With the sun low in the sky and the jug nearly empty, we sat naked by the stream, unwilling to move until we heard a rustling in the woods behind us and a voice calling out, “There ya be! Thieves! Fornicators!”
We turned to see a farmer, no doubt the cider maker, heading towards us carrying a hunting rifle. We gathered our clothes as quickly as we could.
“Leave the jug.,” said Jack.
Following the banks of the stream, we ran, naked, as fast as we could, away from the crazed farmer.
“What if he shoots?” I said.
“It won’t get his cider back so he won’t waste the lead.” She said.

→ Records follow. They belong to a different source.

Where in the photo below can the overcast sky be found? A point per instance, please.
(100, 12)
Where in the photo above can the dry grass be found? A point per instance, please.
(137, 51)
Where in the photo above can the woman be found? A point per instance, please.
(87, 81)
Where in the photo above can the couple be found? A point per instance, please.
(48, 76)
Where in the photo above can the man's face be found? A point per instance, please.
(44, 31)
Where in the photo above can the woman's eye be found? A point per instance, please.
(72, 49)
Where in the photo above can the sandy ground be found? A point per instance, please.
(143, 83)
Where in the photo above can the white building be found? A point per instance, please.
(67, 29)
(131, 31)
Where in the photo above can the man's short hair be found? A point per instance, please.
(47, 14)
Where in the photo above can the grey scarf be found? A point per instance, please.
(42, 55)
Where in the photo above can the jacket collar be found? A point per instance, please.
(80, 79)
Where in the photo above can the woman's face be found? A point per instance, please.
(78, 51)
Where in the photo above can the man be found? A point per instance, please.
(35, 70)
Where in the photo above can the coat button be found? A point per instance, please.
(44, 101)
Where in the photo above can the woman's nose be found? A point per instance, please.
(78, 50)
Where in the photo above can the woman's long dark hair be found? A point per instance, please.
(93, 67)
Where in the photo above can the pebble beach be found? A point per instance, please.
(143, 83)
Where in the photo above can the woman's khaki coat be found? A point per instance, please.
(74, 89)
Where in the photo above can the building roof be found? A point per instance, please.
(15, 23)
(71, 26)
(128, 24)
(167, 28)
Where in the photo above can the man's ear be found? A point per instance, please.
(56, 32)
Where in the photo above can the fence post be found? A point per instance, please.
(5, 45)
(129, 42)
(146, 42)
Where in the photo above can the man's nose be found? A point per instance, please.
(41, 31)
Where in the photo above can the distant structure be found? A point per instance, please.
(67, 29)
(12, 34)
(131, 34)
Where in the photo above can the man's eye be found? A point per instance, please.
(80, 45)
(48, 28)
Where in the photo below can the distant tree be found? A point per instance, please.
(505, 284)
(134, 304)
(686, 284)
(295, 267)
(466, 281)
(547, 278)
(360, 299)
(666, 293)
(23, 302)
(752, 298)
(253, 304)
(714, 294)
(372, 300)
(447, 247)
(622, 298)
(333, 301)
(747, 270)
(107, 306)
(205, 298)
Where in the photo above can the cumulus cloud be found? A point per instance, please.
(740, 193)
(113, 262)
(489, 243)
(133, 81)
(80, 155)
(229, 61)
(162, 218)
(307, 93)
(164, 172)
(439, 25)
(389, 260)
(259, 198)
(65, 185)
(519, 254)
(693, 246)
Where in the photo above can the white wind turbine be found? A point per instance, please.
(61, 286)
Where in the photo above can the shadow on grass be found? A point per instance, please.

When we were far enough away and could see the farmer had stopped pursuing us, we stopped to dress. Though I had outrun the farmer, I could not outrun the cider which overtook me then and knocked me senseless. I had lost control of my legs, when I spoke my words sounded strange, and my memory of what happened next is spotty at best. At some point the sun had set, Jack had left me, and I was standing, fully clothed again, outside the inn.
In a panic, I remembered I was to meet the Travises there at 6:00, and I knew I was late. The clerk eyed me with suspicion as I entered the inn. I told my story, and with some reluctance, he told me the Travises had left me a message. They had gone to the Congregational church, and if I arrived in time, I should meet them there. I have no idea how I got there, but somehow I made it to the church and knowing the service had already started, I looked for the back door. Inside I saw the Reverend standing behind the lectern, leading the flock in prayer. Mirabile sat behind him ready to play a hymn when he finished. The scene was illuminated by candles on the altar and on both sides of the room. It was quite beautiful.
I saw the crutch lying on the floor near Reverend Travis’s coat, and I picked it up and hobbled out onto the dais. The church was packed with the righteous, but not all had their heads bowed, and they started to murmur as they saw me limp toward the pulpit. Revered Travis turned and saw me coming; by the look on his face, I could tell he knew my condition and knew he could not stop me.
He a-mened his prayer and introduced me as Brother Jonathan. He called me to him—making it clear I was not to open my mouth—then began telling my story himself. Walking with the crutch was hard in my condition, and it grew ever harder; I couldn’t seem to get a grip on the thing, and I nearly tripped myself with every step. Finally, I threw the crutch behind me saying, “I don’t need this.”
The crowd gasped. Reverend Travis was horrified, but the man was nothing if not quick on his feet.
“Halleluiah” He called out, “Praise Jesus, the boy’s been healed. He was crippled, and now he can walk.”
“That’s right,” I said, “I can walk.”
“Mirabile, please help Brother Jonathan to a chair, he’s healed but still week. Brothers and sisters, I am full of the Holy Spirit. Let us pray in Jesus’s name.”
Mirabile led me out of view, out the back door and into a wagon. I fell asleep then, and that is my last recollection of the evening.